Aquello no iba a bastar. Aún iban muy despacio.

—¿El motor no debería arrancar yendo cuesta abajo? —preguntó Tom angustiado.

Ethan hizo girar la llave varias veces y golpeó el salpicadero. Pero nada funcionaba.

—¡Demasiada electrónica! ¡Está muerto!

Las ruedas se adherían al asfalto y la gravedad succionaba el peso con creciente avidez.

Una Eco tomó la delantera y se abalanzó al interior de la furgoneta con tal ímpetu que los restos de las dos víctimas salpicaron las paredes.

Tom le arrancó el inhibidor del cinturón a Ethan y, en un acto desesperado, se lo arrojó al monstruo, que explotó en un sinfín de partículas oscuras.

La inclinación seguía haciéndoles acelerar.

Una segunda Eco consiguió imitar a su compañera, pero corrió la misma suerte, esta vez al chocar contra los inhibidores de la estantería. Si las criaturas no atacaban todas a la vez, no conseguirían atravesar la barrera.

Por fin, la jauría perdió terreno. Ahora la furgoneta corría a una velocidad poco prudente, llevada por su propia inercia. Ethan conocía la carretera, la había recorrido no hacía mucho, pero no recordaba las curvas con exactitud y la primera lo cogió desprevenido. Levantaron una nube de polvo y pasaron rozando el precipicio antes de volver a la calzada.

Tom no le pidió que frenara —la ausencia de motor no les dejaba elección—, pero apretó a Owen contra sí.
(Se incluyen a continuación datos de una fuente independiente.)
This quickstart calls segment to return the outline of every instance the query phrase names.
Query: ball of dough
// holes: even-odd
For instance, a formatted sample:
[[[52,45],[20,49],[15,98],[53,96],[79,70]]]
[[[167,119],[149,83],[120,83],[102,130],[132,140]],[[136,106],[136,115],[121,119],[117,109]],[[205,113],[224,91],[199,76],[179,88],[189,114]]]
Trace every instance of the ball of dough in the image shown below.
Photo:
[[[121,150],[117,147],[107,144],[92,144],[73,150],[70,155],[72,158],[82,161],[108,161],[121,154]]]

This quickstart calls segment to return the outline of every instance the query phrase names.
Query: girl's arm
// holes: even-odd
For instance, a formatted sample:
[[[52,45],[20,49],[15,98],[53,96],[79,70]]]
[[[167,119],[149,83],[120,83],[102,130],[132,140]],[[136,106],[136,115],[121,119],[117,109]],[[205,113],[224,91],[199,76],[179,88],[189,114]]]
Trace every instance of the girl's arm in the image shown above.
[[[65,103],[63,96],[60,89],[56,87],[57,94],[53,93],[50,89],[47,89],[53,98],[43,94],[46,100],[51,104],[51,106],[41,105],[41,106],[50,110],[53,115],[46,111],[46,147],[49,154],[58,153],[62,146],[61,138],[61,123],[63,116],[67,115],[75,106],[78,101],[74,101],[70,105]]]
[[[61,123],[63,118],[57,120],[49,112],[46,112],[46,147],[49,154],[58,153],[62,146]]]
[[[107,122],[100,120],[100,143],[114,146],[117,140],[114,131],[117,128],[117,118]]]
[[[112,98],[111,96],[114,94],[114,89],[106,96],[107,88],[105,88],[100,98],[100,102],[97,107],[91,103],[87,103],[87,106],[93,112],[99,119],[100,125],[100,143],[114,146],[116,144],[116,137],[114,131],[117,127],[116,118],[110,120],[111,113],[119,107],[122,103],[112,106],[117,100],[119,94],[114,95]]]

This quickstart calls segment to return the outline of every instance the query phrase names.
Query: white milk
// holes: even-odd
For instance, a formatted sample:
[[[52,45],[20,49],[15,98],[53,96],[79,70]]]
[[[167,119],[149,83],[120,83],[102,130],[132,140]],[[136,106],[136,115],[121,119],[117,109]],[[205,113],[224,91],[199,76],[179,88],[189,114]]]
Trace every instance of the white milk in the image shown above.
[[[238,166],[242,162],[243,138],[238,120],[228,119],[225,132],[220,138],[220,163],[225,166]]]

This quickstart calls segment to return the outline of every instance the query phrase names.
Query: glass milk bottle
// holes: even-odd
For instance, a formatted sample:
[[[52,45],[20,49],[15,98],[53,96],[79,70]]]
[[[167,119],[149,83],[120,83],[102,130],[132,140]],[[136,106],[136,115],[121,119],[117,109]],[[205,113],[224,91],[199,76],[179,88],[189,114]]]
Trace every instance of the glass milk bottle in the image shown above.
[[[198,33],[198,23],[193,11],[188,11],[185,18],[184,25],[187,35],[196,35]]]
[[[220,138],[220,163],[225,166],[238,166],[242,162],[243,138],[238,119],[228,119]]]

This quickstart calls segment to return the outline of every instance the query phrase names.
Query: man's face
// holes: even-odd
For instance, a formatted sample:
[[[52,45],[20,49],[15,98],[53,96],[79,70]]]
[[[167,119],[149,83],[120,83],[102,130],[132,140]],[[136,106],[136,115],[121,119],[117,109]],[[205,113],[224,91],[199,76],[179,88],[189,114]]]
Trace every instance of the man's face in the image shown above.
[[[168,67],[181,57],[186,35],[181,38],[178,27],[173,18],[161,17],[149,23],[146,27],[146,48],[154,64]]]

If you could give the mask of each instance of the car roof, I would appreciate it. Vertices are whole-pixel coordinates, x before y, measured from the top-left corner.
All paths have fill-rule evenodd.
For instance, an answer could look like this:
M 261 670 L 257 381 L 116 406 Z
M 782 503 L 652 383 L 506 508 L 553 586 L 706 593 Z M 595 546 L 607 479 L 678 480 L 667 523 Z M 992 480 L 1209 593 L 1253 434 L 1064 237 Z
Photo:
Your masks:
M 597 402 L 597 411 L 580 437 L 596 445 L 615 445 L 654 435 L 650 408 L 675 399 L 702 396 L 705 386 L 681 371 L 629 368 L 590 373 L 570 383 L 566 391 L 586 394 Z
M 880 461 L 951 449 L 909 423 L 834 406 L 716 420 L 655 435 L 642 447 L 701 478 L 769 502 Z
Aún podía distinguir el séquito de sombras que seguía su estela.

La pendiente hacía subir la aguja de la velocidad. Peligrosamente.
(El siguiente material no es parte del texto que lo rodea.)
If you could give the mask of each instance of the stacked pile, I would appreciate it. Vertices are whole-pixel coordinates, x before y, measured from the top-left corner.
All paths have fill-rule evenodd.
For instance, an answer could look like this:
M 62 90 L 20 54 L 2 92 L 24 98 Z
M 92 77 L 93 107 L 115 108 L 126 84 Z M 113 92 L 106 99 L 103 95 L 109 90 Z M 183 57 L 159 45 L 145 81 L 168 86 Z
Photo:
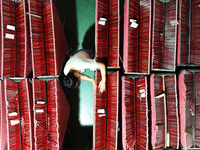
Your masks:
M 0 149 L 61 149 L 69 104 L 58 77 L 68 46 L 54 3 L 2 0 L 0 11 Z

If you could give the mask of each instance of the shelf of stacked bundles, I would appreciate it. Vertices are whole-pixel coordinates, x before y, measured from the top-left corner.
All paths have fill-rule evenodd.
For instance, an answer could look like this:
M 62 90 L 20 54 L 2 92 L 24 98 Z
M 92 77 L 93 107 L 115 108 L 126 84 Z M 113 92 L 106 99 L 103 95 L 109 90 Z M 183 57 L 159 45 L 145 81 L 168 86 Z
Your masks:
M 179 148 L 179 115 L 176 75 L 152 74 L 151 143 L 153 149 Z
M 151 70 L 174 72 L 178 32 L 178 0 L 153 0 Z
M 26 0 L 0 1 L 0 76 L 27 77 L 32 69 Z
M 150 73 L 151 11 L 151 0 L 125 1 L 123 40 L 123 68 L 125 73 Z
M 32 84 L 35 148 L 61 150 L 70 111 L 64 91 L 57 78 Z
M 200 149 L 200 70 L 182 70 L 178 87 L 182 149 Z
M 122 78 L 122 143 L 124 150 L 149 149 L 147 76 Z
M 95 72 L 95 85 L 101 81 Z M 118 149 L 119 71 L 107 72 L 106 90 L 94 88 L 93 149 Z
M 119 0 L 96 0 L 95 58 L 109 69 L 120 68 L 119 4 Z
M 200 66 L 198 0 L 179 0 L 178 66 Z
M 68 44 L 53 0 L 29 0 L 33 78 L 58 77 Z
M 1 149 L 34 149 L 32 86 L 27 78 L 1 81 L 5 98 L 2 109 L 4 128 Z M 3 88 L 4 86 L 4 88 Z M 3 124 L 4 123 L 4 124 Z

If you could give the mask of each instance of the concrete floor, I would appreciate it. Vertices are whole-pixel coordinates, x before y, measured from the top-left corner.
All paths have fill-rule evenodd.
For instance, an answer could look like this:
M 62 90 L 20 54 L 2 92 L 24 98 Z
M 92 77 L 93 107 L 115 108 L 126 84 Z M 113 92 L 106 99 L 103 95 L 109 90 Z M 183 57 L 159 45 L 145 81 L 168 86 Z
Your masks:
M 86 48 L 94 51 L 95 0 L 54 0 L 69 44 L 68 56 Z M 85 74 L 94 77 L 86 70 Z M 65 91 L 71 110 L 63 150 L 90 150 L 93 137 L 93 85 L 82 81 Z

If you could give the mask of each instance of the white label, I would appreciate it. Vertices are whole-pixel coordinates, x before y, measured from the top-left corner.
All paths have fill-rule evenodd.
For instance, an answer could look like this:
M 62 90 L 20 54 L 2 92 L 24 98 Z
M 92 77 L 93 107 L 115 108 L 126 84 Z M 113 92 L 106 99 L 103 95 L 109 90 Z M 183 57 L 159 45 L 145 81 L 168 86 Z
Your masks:
M 14 39 L 15 35 L 14 34 L 8 34 L 8 33 L 6 33 L 6 38 L 7 39 Z
M 99 115 L 99 117 L 103 117 L 103 116 L 106 116 L 106 114 Z
M 44 110 L 43 109 L 40 109 L 40 110 L 36 110 L 36 113 L 43 113 Z
M 105 21 L 99 21 L 99 24 L 105 26 L 106 22 Z
M 107 21 L 106 18 L 100 18 L 99 20 L 100 20 L 100 21 Z
M 11 124 L 11 126 L 19 124 L 19 120 L 10 120 L 10 124 Z
M 37 104 L 45 104 L 45 101 L 37 101 Z
M 131 25 L 130 25 L 130 27 L 132 27 L 132 28 L 137 28 L 137 26 L 138 26 L 138 24 L 136 23 L 137 20 L 135 20 L 135 19 L 130 19 L 130 22 L 132 22 Z
M 41 16 L 40 16 L 40 15 L 31 14 L 31 13 L 29 13 L 29 12 L 27 12 L 26 14 L 28 14 L 28 15 L 31 15 L 31 16 L 34 16 L 34 17 L 37 17 L 37 18 L 41 18 Z
M 97 109 L 97 113 L 104 114 L 105 113 L 105 109 Z
M 170 21 L 170 24 L 171 26 L 176 26 L 178 25 L 178 21 L 177 20 Z
M 12 26 L 12 25 L 8 24 L 7 25 L 7 29 L 15 31 L 15 26 Z
M 106 18 L 100 18 L 99 24 L 105 26 L 107 19 Z
M 17 112 L 12 112 L 12 113 L 9 113 L 9 114 L 8 114 L 8 116 L 9 116 L 9 117 L 12 117 L 12 116 L 17 116 Z

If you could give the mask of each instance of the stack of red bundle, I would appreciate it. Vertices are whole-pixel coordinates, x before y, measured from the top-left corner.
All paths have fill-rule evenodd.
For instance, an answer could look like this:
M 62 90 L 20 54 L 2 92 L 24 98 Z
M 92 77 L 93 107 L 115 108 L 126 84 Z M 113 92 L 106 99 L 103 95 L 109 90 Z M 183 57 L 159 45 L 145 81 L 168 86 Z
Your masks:
M 96 1 L 95 58 L 119 68 L 119 0 Z
M 8 149 L 34 149 L 32 87 L 26 78 L 20 82 L 5 79 Z M 5 116 L 4 116 L 5 117 Z
M 151 0 L 126 0 L 124 6 L 125 73 L 150 73 Z
M 180 0 L 178 65 L 200 65 L 199 0 Z
M 67 52 L 67 42 L 52 0 L 29 1 L 33 77 L 57 76 Z
M 49 82 L 33 79 L 33 111 L 35 148 L 60 150 L 69 104 L 56 78 Z
M 200 72 L 179 75 L 180 137 L 184 149 L 200 147 Z
M 179 117 L 176 75 L 152 74 L 151 141 L 153 149 L 179 148 Z
M 125 150 L 148 149 L 147 77 L 122 80 L 122 142 Z
M 154 0 L 152 28 L 152 70 L 175 71 L 178 1 Z
M 7 121 L 4 83 L 0 80 L 0 150 L 7 148 Z
M 100 72 L 95 74 L 96 85 L 101 81 Z M 118 141 L 119 71 L 107 75 L 107 89 L 94 93 L 93 149 L 117 150 Z
M 26 0 L 0 1 L 1 10 L 1 79 L 27 77 L 31 71 Z

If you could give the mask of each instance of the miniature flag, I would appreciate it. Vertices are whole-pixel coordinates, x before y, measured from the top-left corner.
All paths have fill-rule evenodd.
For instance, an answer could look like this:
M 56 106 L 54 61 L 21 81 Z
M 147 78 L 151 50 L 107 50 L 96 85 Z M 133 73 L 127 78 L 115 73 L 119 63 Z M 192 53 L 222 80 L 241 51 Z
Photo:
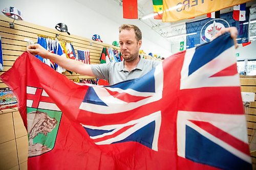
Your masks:
M 90 64 L 90 51 L 77 50 L 77 60 L 84 64 Z
M 207 16 L 208 18 L 220 18 L 221 11 L 217 11 L 207 14 Z
M 248 42 L 243 43 L 242 44 L 242 45 L 243 45 L 243 46 L 246 46 L 246 45 L 249 45 L 249 44 L 251 44 L 251 41 L 249 41 Z
M 180 51 L 184 50 L 184 41 L 181 41 L 180 44 Z
M 235 5 L 233 7 L 233 18 L 236 20 L 245 20 L 245 8 L 246 3 Z
M 154 18 L 156 19 L 162 19 L 162 15 L 163 14 L 163 0 L 153 0 L 154 13 L 156 15 L 154 15 Z
M 4 64 L 3 62 L 3 52 L 2 51 L 2 38 L 0 36 L 0 70 L 4 70 Z
M 123 16 L 124 18 L 138 19 L 137 0 L 123 0 Z

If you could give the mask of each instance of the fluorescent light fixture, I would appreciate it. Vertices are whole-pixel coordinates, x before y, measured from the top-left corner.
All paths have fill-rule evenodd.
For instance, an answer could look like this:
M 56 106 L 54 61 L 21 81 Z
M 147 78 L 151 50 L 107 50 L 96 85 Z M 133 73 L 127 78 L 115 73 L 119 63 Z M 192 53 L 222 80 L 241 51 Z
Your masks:
M 256 22 L 256 20 L 253 20 L 252 21 L 250 21 L 250 23 L 255 23 L 255 22 Z M 244 22 L 243 24 L 244 24 L 244 25 L 245 25 L 248 24 L 248 23 L 249 23 L 249 22 Z
M 189 33 L 189 34 L 180 34 L 180 35 L 174 35 L 173 36 L 170 36 L 166 37 L 167 39 L 172 39 L 174 38 L 178 38 L 178 37 L 185 37 L 188 35 L 195 35 L 197 34 L 197 33 Z
M 170 8 L 169 9 L 168 9 L 166 11 L 172 11 L 172 10 L 175 10 L 177 8 L 180 8 L 182 6 L 182 5 L 181 4 L 179 4 L 178 5 L 176 6 L 175 6 L 175 7 L 172 7 L 172 8 Z M 157 15 L 158 14 L 162 14 L 163 12 L 163 11 L 160 11 L 158 13 L 153 13 L 153 14 L 147 14 L 146 15 L 144 15 L 143 16 L 142 16 L 142 17 L 141 18 L 141 19 L 148 19 L 148 18 L 152 18 L 156 15 Z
Otro viraje estuvo a punto de lanzarlos al vacío, y esta vez Ethan no tuvo más remedio que hacer chirriar los frenos para salvar sus vidas.
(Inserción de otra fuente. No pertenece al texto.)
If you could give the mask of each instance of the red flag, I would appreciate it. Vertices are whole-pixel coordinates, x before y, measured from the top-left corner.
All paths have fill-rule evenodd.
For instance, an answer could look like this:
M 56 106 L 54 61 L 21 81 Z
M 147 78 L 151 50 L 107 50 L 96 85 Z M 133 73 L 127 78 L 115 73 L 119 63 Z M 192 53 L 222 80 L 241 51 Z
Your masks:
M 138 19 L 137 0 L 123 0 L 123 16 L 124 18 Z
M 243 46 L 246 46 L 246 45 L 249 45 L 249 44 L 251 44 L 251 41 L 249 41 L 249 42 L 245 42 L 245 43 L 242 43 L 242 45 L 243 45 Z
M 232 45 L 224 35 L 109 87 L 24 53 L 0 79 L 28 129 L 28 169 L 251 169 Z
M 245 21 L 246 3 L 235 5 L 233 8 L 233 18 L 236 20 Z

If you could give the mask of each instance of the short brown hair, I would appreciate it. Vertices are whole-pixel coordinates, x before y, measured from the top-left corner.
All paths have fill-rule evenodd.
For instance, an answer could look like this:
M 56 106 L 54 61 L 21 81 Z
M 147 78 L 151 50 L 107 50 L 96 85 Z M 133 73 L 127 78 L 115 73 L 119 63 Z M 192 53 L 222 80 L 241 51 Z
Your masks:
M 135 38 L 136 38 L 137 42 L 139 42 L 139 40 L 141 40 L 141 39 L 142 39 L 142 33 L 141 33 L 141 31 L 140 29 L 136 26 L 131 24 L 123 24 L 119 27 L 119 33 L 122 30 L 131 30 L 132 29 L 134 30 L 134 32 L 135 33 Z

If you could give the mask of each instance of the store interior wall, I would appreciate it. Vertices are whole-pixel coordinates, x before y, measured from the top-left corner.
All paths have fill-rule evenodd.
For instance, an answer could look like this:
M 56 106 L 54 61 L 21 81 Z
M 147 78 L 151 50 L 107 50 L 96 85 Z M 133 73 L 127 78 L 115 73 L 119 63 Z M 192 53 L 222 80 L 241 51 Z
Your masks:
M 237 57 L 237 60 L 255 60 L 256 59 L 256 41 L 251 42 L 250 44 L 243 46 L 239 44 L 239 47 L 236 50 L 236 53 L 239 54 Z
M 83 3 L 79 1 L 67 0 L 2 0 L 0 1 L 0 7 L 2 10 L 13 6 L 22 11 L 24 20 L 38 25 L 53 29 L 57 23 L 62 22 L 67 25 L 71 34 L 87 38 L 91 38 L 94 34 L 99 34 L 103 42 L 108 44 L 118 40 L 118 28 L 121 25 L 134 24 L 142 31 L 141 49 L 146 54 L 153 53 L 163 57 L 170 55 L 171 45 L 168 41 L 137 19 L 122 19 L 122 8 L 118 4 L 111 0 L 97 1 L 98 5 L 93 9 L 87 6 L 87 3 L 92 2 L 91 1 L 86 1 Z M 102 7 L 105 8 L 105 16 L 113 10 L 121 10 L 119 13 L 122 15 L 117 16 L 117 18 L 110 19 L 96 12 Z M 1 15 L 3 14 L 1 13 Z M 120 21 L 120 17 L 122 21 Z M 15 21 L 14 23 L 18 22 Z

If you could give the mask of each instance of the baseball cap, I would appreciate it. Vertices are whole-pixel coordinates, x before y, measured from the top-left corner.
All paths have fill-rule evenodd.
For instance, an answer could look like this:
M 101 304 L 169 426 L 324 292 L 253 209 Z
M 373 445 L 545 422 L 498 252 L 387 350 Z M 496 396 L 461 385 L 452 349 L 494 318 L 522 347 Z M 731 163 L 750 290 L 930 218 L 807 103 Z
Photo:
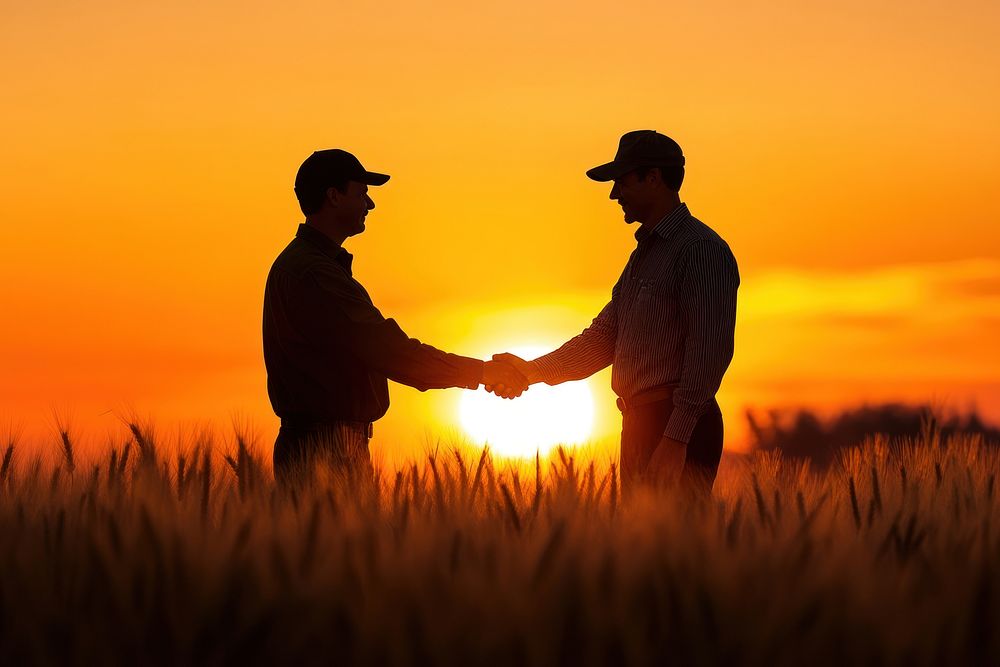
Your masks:
M 639 167 L 683 167 L 681 147 L 656 130 L 634 130 L 622 135 L 611 162 L 587 171 L 595 181 L 613 181 Z
M 305 159 L 295 174 L 295 196 L 326 191 L 335 183 L 357 181 L 366 185 L 383 185 L 389 180 L 387 174 L 368 171 L 361 161 L 345 150 L 328 148 L 316 151 Z

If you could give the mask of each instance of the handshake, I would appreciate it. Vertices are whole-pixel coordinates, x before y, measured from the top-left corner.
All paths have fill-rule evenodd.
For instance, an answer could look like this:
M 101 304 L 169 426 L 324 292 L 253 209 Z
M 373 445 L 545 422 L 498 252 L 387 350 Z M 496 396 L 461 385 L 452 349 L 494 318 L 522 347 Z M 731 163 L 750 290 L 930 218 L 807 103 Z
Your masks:
M 517 398 L 541 380 L 541 372 L 533 361 L 510 354 L 494 354 L 483 366 L 483 386 L 500 398 Z

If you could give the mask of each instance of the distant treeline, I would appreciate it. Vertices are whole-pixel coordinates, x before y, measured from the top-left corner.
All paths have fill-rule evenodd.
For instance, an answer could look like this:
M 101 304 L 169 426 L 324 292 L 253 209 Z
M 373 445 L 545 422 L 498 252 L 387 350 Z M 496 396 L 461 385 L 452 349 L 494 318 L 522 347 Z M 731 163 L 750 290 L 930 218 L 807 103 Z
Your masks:
M 835 461 L 841 449 L 856 447 L 875 434 L 896 439 L 969 433 L 1000 444 L 1000 428 L 984 422 L 975 409 L 942 418 L 929 405 L 886 403 L 850 408 L 827 418 L 806 409 L 770 410 L 763 416 L 747 410 L 746 418 L 755 450 L 781 450 L 784 456 L 809 459 L 820 467 Z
Y el tobogán mortal se prolongaba.

Sus perseguidoras habían desaparecido.

—Ya no las veo —anunció Tom.

—Eso no significa que no sigan ahí. Si nos detenemos, podemos darnos por muertos.

—Ethan, mi mujer y mis hijos están en el pueblo, a merced de esas cosas. Tengo que cortar la señal.

El policía apretaba los dientes.

—¿Cree que no lo sé? ¿Cuánta gente morirá si no lo conseguimos? Pero ¿qué podemos hacer? ¿Cómo piensa llegar al Cordón? Esta es la única ladera accesible, y están por todas partes. ¡Con inhibidores o sin ellos, no tenemos ninguna posibilidad!

Tom asintió, pero era incapaz de resignarse.

Tenía los ojos empañados.

—Déjeme en el arcén. Tengo que intentarlo. No puedo abandonarlos.

—Usted sabe que es un suicidio. Es imposible.

Tom apretó el puño sobre el salpicadero y se limpió la sangre del labio. Las lágrimas le resbalaban por las mejillas.

Owen le enjugó una con el dorso de la mano.

—Entonces, pasemos al plan B —dijo.

—No hay plan B —replicó Ethan secamente.

—Yo tengo uno. ¡Por eso quería venir! Descienda hasta el maizal, lo más cerca posible del centro del campo. Desde allí solo tendremos que andar quinientos o seiscientos metros para llegar al transformador.

—¿De qué hablas? —le preguntó Tom.

—Un día, en el barranco, vi unas torres eléctricas oxidadas. Corey me explicó que hace tiempo soterraron las líneas eléctricas del pueblo. Y que todas parten de ahí, no muy lejos de la casa de los Taylor.

—¡Tiene razón! —exclamó Ethan—. ¡Dios mío! ¡Si interrumpimos el suministro eléctrico, lo paramos todo! ¡Incluido el Cordón!

Tom no se lo podía creer.

—¿Por qué no lo has dicho antes?

Owen tragó saliva con dificultad y apuntó con el dedo hacia la oscuridad del llano.

—Porque hay que atravesar el maizal, y sé lo que anda merodeando por allí.